新型コロナ】政府、船員の検疫 変異種に対応。英・南ア滞在者 再受検

 政府は外国人船員の入国時の検疫について、9日から新型コロナウイルスの変異種に対応したものへ改めた。出国前72時間以内の陰性証明書を持つ外国人船員で、変異種の発生した英国や南アフリカに過去14日以内に滞在していた者については、入国後の感染の有無を調べる検査の後、国が指定する空港近くのホテルなどで待機し、待機3日目に再受検する必要がある。変異種の発生など、感染リスクが増大・変容する中で、政府は検疫の柔軟な運用に努めている。

 厚生労働省によると、変異種の発生した英国や南アフリカに滞在していた外国人船員らが入国時の検査後に待機するのは、成田、羽田、中部国際、関西国際、福岡の各空港周辺のホテルなど。

 これらの施設で外国人船員は一定期間待機・隔離され、再度検査を受けることになる。

 英国や南アフリカに過去14日以内に滞在していた船員で出国前72時間以内に受検した陰性証明書を持っている場合、待機期間中の3日目に再度検査を受ける必要がある。同証明書を持っていない場合は同3日目と6日目に受検する。待機期間は計14日。

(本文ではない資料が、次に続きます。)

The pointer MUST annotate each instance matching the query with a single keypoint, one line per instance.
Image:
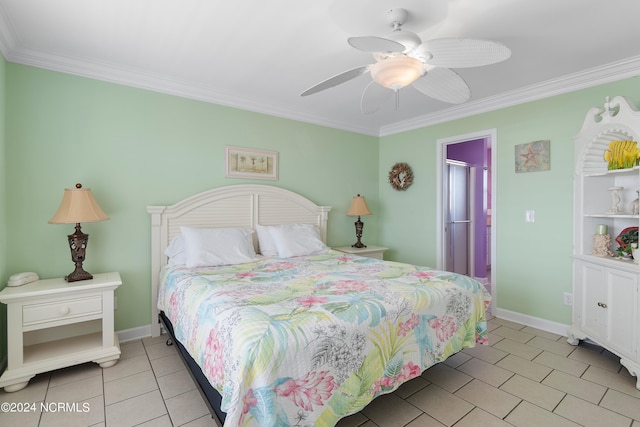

 政府は空路のほか、直接日本の港に寄港し、下船する船員への水際対策も9日から改めた。

 これまでは各検疫所が個別事情を精査し、入国時の検査の必要性を判断していたが、9日からは全ての国・地域からの外国人船員が前港から14日未満で日本港湾で下船する場合、入国時に検査を実施することにした。

 外国人船員について、政府は緊急事態宣言下でも、これまでと同様に「特段の事情のある外国人」として入国を認める方針を決定している。